Он не удивился. Только поинтересовался, не думает ли она, что за городом дров больше. Размышлял долго. Его озябший нос висел над нею.
- Идите до Московского вокзала, а оттуда по путям: станции "Сортировочная", "Фарфоровый пост"… Там уже поле…
Она пошла серединой улицы, как шли все. Пошла быстро, даже дыхания перестало хватать, - потому что шла к Севе, потому что солнце, купаясь в искристом воздухе, уже заходило за дома. В ту же сторону шла она не одна: кажется, вся улица двинулась туда - в поле, к мужьям, братьям, детям. Казалось, невидимые волны человеческих стремлений пронизывали морозный воздух и, не сталкивая между собой, влекли каждого к его собственному пределу.
…Некоторое время ее и других идущих держали в парадной дома. В порыжевшем на закате небе раскаленно визжали снаряды и падали с глухим грохотом сердито и не страшно. Потом она снова шла, но теперь почему-то с нею не было сумки.
Потом промчалась пожарная машина. Потом прошла дом, в котором когда-то побывала в детстве, - он был разрушен.
Увидев вокзал, заволновалась, но вокзал был закрыт. Спросила мужчину - мужчины должны знать, где поля, на которых они воюют. Учительница, наверно, показалась прохожему смешной. Он растягивал губы, посматривая на маленькую, решительно настроенную женщину, не понимающую, что искать поле - это просто смешно. Он был очень грязен - и лицо, и пальто, зубы были тоже черны.
- Дамочка, идите по десятому маршруту, помните, как "десятка" ходила? Дойдете до Ржевки, до кольца, а там п-о-о-лей этих! - выбирайте, какое понравится, - и снова показал черные зубы.
Она шла мимо дворов с разобранными заборами, развалин домов, булочных с толпенками меняльщиков, солдат с опухшими лицами, баррикад, с проходами для проезда, мимо надолбов…

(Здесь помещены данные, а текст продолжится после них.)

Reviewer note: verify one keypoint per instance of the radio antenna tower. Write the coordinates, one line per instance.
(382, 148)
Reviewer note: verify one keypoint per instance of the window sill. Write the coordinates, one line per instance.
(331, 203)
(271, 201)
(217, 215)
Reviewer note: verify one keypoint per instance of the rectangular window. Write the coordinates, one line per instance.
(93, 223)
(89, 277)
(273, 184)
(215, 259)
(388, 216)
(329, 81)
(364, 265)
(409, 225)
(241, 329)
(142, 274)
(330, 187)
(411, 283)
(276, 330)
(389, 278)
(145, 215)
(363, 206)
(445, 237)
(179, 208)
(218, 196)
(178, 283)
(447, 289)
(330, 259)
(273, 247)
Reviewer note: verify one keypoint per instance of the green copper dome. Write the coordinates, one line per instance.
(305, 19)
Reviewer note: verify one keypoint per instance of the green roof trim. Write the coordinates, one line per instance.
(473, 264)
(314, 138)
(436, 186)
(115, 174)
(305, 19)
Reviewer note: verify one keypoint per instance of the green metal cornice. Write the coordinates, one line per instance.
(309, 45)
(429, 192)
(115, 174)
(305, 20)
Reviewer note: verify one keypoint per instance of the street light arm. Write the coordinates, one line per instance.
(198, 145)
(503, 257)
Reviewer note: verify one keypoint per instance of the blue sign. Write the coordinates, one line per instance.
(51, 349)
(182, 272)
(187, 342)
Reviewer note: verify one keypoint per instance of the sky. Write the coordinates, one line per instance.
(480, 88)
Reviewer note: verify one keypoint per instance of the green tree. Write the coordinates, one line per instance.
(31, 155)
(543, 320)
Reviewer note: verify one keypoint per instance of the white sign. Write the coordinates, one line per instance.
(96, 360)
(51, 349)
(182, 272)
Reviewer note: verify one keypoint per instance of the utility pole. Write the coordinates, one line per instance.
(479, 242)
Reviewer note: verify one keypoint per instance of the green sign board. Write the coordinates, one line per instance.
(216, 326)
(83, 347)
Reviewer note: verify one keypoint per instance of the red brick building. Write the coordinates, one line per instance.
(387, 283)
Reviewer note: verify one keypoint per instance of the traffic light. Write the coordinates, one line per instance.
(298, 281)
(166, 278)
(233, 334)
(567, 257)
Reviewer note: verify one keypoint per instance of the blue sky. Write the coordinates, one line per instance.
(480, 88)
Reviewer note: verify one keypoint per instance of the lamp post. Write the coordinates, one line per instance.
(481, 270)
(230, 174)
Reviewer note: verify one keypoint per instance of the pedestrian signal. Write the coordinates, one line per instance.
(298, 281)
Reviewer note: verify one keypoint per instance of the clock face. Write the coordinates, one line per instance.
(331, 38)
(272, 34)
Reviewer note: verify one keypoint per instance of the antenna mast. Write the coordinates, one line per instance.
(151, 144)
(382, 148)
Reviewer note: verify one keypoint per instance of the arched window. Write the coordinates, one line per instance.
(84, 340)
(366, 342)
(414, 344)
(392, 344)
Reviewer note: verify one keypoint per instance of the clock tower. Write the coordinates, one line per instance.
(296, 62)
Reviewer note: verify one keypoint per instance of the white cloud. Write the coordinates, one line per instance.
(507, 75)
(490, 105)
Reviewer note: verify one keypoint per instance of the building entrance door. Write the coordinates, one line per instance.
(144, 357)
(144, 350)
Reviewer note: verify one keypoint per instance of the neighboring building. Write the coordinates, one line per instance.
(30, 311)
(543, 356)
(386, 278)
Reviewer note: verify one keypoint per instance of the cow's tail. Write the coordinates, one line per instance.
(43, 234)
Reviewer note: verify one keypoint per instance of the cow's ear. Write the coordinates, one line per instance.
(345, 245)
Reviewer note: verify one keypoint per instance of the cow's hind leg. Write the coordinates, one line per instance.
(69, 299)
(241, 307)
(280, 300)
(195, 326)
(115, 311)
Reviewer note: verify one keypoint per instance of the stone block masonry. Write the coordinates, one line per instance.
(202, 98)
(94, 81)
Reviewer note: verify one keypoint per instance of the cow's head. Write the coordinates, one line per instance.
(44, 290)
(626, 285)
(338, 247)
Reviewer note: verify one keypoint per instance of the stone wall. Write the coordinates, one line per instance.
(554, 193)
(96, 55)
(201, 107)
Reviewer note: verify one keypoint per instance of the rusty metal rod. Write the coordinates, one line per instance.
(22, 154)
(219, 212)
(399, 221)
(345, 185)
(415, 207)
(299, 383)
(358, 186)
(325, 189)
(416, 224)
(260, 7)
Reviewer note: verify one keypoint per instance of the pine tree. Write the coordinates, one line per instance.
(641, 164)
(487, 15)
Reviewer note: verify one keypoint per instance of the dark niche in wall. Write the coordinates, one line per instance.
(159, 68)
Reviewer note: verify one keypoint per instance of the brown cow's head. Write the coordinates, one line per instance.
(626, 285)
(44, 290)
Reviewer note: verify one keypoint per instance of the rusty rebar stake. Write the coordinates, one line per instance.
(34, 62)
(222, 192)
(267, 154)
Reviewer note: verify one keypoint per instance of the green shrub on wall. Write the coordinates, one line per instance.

Вот Ржевка. Уже стало темно. В маленьких домиках топили печки, кое-где огоньки просвечивались сквозь светомаскировку, за которой здесь, на окраине города, наверно, особенно не следили. Мертвая тишина стояла над улицей. Только чуткий слух мог различить в воздухе глухое шевеление далекой войны. Стали попадаться места, которые можно было бы принять за поле, но она понимала, это пустыри, на которые сваливали мусор, сейчас под сугробами невидимый.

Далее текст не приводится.